Chapter 10: The Iron Fortress

A ramp of black iron lowered from the darkness ahead, its movement accompanied by a low grinding sound, the protest of metal on metal. Sineus pushed himself to his feet, his hands scraping against the jagged, uneven surface of the platform. They were floating in a pocket of stillness carved from chaos, a place where someone had taken the world’s agony and given it a purpose. He had to find a way out.

Fedor was already standing, his heavy round shield held ready, his axe in hand. The captain of his guard was pale, but his eyes were sharp, scanning the impossible structure taking shape before them. Alani, the guide from the Forest Folk, pushed herself upright in her saddle, her face ashen. Her horse stood with its head low, trembling. The other horse, Sineus’s own, lay dead, its legs bent at unnatural angles.

The grinding ceased. The ramp connected their floating island of iron to a fortress. It was a mobile, monstrous thing, a structure of dark metal and what looked like bone, fused together in defiance of any sane architecture. Towers rose into the hazy gloom, their silhouettes jagged and wrong. It was not built, but grown from malice.

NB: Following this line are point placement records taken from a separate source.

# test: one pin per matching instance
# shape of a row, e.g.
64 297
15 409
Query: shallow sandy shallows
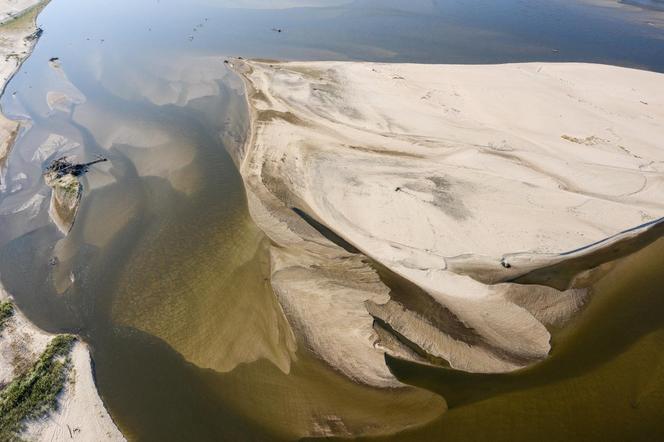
80 413
466 186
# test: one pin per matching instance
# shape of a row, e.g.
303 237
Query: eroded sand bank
80 414
489 199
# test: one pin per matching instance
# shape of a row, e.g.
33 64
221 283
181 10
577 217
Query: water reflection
164 273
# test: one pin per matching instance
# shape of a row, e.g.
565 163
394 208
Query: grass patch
33 394
6 312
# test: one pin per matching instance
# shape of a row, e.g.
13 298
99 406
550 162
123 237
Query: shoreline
474 311
80 412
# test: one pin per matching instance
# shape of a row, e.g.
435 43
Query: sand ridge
487 198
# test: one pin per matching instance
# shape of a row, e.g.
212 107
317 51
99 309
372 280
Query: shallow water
164 273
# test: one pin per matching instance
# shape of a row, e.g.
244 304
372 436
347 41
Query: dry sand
81 415
489 199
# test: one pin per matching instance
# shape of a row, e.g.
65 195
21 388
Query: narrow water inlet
164 273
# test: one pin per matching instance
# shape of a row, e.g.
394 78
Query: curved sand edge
463 185
80 414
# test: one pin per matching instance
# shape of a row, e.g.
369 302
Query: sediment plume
445 214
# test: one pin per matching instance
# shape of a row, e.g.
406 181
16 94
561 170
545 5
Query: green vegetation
33 394
6 312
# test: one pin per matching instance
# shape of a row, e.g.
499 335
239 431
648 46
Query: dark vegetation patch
6 312
33 394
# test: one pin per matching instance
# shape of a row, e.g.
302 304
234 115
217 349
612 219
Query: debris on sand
62 176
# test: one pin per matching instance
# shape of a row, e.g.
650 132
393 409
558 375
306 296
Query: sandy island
80 413
446 214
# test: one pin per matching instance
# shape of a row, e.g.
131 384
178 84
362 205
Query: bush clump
33 394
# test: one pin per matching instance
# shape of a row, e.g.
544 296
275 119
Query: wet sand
475 194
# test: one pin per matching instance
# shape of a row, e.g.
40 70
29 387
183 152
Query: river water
165 275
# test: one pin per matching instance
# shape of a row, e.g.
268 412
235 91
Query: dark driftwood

Rostislav Kurov waited for them at the top of the ramp.

He was a man, tall and broad in the shoulders, encased in armor that seemed to drink the dim light. It was not the polished steel of a northern lord or the etched plate of the Khevsur. It was a dark, matte material, like calcified despair. It had no shine, only an unnerving depth that pulled at the eye.

Sineus focused, his sight pushing past the physical form into the Pod-sloy. The ache behind his eyes sharpened into a spike. The armor was not metal. It was a tapestry of memory, woven from the purest forms of agony and shame. He could see the threads—the terror of the Forest Folk during a blight-scourge, the bitter shame of the Khevsur’s greatest betrayal, the gnawing hunger of a forgotten famine. The man wore the stolen traumas of nations as a shield.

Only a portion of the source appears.